Sure, the original idea of GPGPU was abusing the GPU with its shaders and texture storage for general computations. This opened the path to modern GPU computing, but with CUDA and OpenCL the idea has been taken much further. Particularly, for OpenCL, the idea was generalized to „heterogeneous computing“ and „abstract computing devices“, and it should be possible to exploit all of these.

In fact, the API of OpenCL itself already is rather Object-Oriented. Well, as object-oriented as it can be in C: You have memory objects, and kernel objects, and throw combinations of them into a „queue-object“… It seems to lend itself for a more convenient, object-oriented abstraction layer with an OO language like Java, but the devil is in the detail. (It’s somewhat easier for C++, e.g. see https://github.khronos.org/OpenCL-CLHPP/ , but not so much…).

„Tuning“ a system in the way that it achieves the highest possible performance is still something where quite some research has to be done. One can dive deeply into this, starting here:

Regarding the performance of BLAS with Java or C++: I’m pretty sure that there are still some myths around. Comparing a time-tested, raw, low-level C library that (may have been ported from Fortran and) has been optimized for decades in order to squeeze out the last 0.00x% of FLOPS in order to be ranked highest in some artificial LINPACK benchmark with a „Java Matrix Multiplication that uses executor services … for multithreading and such“ may not be fair. (No offense, you certainly did not intend to make an unfair comparison, but considering that this is a point where cache lines, prefetching, branch prediction, SSE and AVX and other things can come into play, Java is simply one abstraction level higher…)

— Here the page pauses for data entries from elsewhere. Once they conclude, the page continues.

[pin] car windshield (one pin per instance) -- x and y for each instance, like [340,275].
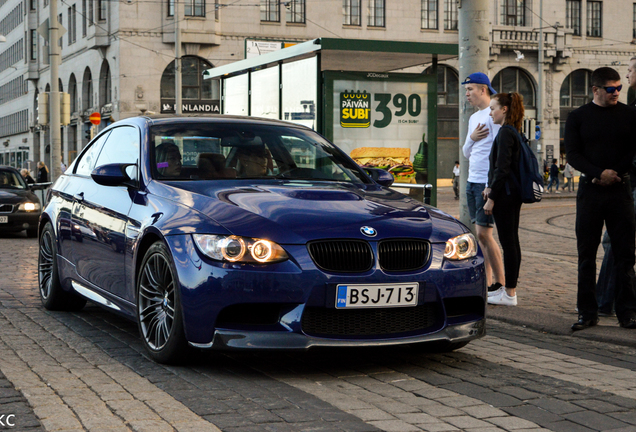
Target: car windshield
[222,151]
[10,179]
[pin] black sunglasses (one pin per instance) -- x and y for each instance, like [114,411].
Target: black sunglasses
[611,90]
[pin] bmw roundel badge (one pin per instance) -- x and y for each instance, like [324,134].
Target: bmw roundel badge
[368,231]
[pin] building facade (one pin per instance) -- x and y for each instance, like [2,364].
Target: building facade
[117,58]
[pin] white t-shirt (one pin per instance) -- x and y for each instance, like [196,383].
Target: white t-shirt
[477,152]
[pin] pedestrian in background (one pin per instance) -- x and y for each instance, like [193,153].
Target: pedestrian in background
[43,173]
[481,134]
[568,175]
[554,177]
[27,177]
[503,196]
[456,179]
[606,284]
[599,139]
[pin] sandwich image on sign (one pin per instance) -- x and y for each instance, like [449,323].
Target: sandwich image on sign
[397,161]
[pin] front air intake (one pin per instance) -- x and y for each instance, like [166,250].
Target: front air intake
[345,256]
[403,254]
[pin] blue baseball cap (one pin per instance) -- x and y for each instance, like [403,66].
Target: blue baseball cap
[479,78]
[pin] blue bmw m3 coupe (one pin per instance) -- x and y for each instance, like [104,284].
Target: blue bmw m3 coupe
[242,233]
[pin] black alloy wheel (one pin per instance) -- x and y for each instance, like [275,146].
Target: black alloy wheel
[159,306]
[51,293]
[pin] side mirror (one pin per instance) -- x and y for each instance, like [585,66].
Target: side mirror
[380,176]
[39,186]
[112,175]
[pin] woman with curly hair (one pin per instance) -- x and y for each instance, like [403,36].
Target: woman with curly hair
[503,196]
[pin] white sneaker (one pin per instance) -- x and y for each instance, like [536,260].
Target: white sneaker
[496,292]
[503,299]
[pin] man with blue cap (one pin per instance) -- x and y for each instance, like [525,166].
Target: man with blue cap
[481,134]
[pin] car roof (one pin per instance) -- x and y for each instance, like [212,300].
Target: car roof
[161,119]
[8,168]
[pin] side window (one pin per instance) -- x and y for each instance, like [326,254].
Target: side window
[122,146]
[87,162]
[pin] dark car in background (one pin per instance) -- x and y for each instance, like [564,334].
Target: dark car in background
[241,233]
[20,208]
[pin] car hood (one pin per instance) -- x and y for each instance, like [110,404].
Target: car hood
[16,196]
[297,212]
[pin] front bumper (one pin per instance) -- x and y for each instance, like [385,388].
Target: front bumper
[19,221]
[229,339]
[222,303]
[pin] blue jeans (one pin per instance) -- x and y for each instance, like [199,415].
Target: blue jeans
[606,285]
[475,201]
[552,181]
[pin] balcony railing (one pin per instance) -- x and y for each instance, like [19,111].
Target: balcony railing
[556,41]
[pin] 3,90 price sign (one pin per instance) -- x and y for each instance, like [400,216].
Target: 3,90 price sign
[356,112]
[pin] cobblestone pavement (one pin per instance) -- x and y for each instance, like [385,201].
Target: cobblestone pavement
[87,371]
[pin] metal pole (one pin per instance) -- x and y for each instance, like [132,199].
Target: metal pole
[474,45]
[54,96]
[540,151]
[177,59]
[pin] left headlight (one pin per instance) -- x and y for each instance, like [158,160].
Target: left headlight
[461,247]
[29,206]
[239,249]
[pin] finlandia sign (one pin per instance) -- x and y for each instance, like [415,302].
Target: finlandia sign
[209,107]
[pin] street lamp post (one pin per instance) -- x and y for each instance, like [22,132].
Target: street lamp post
[540,92]
[54,97]
[177,60]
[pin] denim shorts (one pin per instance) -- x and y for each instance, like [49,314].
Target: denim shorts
[476,203]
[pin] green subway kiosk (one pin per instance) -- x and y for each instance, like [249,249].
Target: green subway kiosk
[357,93]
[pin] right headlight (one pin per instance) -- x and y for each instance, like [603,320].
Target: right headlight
[239,249]
[29,206]
[461,247]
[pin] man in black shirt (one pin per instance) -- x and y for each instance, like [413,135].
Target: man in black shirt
[599,140]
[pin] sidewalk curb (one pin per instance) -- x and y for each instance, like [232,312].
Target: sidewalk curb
[607,331]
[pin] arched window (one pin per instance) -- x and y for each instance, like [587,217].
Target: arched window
[195,91]
[87,90]
[72,91]
[576,90]
[447,86]
[513,79]
[105,89]
[447,119]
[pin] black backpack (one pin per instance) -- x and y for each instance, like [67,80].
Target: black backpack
[531,181]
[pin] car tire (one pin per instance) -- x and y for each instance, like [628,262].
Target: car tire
[52,294]
[159,313]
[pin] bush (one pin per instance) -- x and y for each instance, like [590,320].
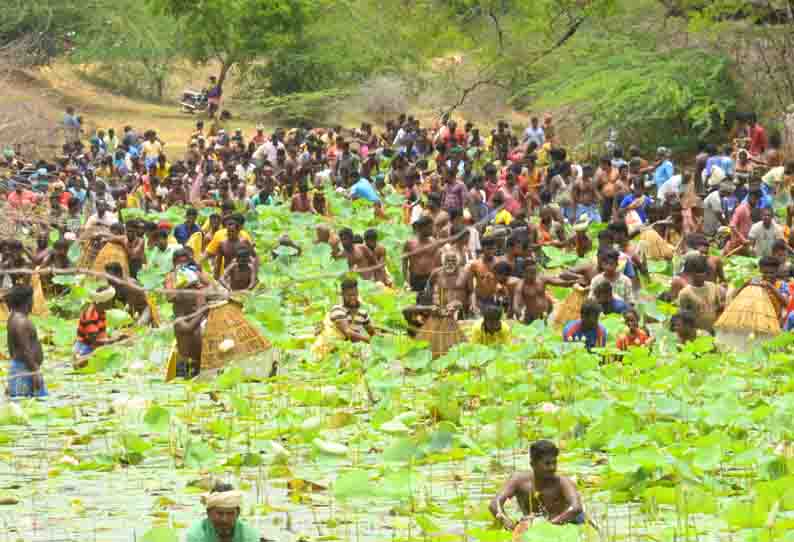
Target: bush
[649,96]
[301,108]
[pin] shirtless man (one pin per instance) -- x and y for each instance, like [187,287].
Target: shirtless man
[420,255]
[359,258]
[132,299]
[42,252]
[242,274]
[24,347]
[479,276]
[531,301]
[231,246]
[136,247]
[716,272]
[584,197]
[59,255]
[540,491]
[439,216]
[324,235]
[301,202]
[379,254]
[606,179]
[447,293]
[190,310]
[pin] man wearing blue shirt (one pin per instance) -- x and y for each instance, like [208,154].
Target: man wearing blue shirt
[722,161]
[183,232]
[637,201]
[665,169]
[609,303]
[588,328]
[363,189]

The gist that you linked to also takes it on another level, as it mixes OpenCL and MPI. There are different levels on which the parallelization can take place, that’s for sure. (Several years ago, I created https://github.com/javagl/HazelcastMatMul , and once considered implementing the „lowest level“ with CUBLAS or so, but did not try this, due to some mix of competition and lack of demand and lack of time…)